Говорят, что один нигериец после просмотра телевизионного вестерна восхищенно заметил: «Я и не представлял, что вы на Западе так низко цените человеческую жизнь». Компенсирует эту ремарку поведение наших детей при просмотре телевизионных вестернов. Когда на них надевают новые экспериментальные шлемы, отслеживающие движения глаз при разглядывании образа, выясняется, что дети удерживают свой взгляд на лицах телеактеров. Даже во время сцен физического насилия их глаза остаются прикованы к реакциям лица, а не к разрушительному действию. Ружья, ножи, кулаки — все это игнорируется; предпочтение отдается выражению лица. Телевидение — это средство коммуникации, построенное не столько на действии, сколько на реакции.

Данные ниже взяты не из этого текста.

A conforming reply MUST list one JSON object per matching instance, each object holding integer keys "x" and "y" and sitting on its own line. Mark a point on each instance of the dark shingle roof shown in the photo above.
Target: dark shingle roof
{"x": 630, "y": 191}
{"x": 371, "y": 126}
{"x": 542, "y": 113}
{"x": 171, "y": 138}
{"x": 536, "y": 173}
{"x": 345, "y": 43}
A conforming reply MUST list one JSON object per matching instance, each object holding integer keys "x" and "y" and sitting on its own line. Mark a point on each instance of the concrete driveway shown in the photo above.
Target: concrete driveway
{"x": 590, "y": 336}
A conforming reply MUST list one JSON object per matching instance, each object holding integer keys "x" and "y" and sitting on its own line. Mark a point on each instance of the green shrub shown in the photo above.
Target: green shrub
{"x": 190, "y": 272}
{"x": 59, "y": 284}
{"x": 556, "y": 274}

Неудержимая страсть телевизионного средства коммуникации к темам процесса и комплексных реакций позволила выйти на передний план фильму документального типа. Кино может великолепно работать с процессом, но кинозритель более склонен быть пассивным потребителем действий, нежели участником реакций. Киновестерн, как и документальное кино, всегда был формой непритязательной. С появлением телевидения вестерн приобрел новую значимость, поскольку в центре него всегда стоит тема: «Давайте-ка устроим заварушку». Аудитория участвует в выстраивании и выработке сообщества из скудных и малообещающих компонентов.[419] Более того, телевизионный образ благожелательно обращается к изменчивым и грубым текстурам западных седел, одежд, засад, наспех сколоченных деревянных баров и гостиничных коридоров. Кинокамера, напротив, чувствует себя как дома в шикарном хромовом мире ночного клуба и увеселительных заведений большого города. Более того, контрастирующие предпочтения камеры в кино 30-х-40-х годов и в телевидении 50-х-60-х распространяются на все население. Сложившиеся за десять лет новые вкусы Америки в одежде, питании, жилье, развлечениях и средствах передвижения выражают новый образец взаимосвязи форм и «самодеятельного» вовлечения, вскормленный телевизионным образом.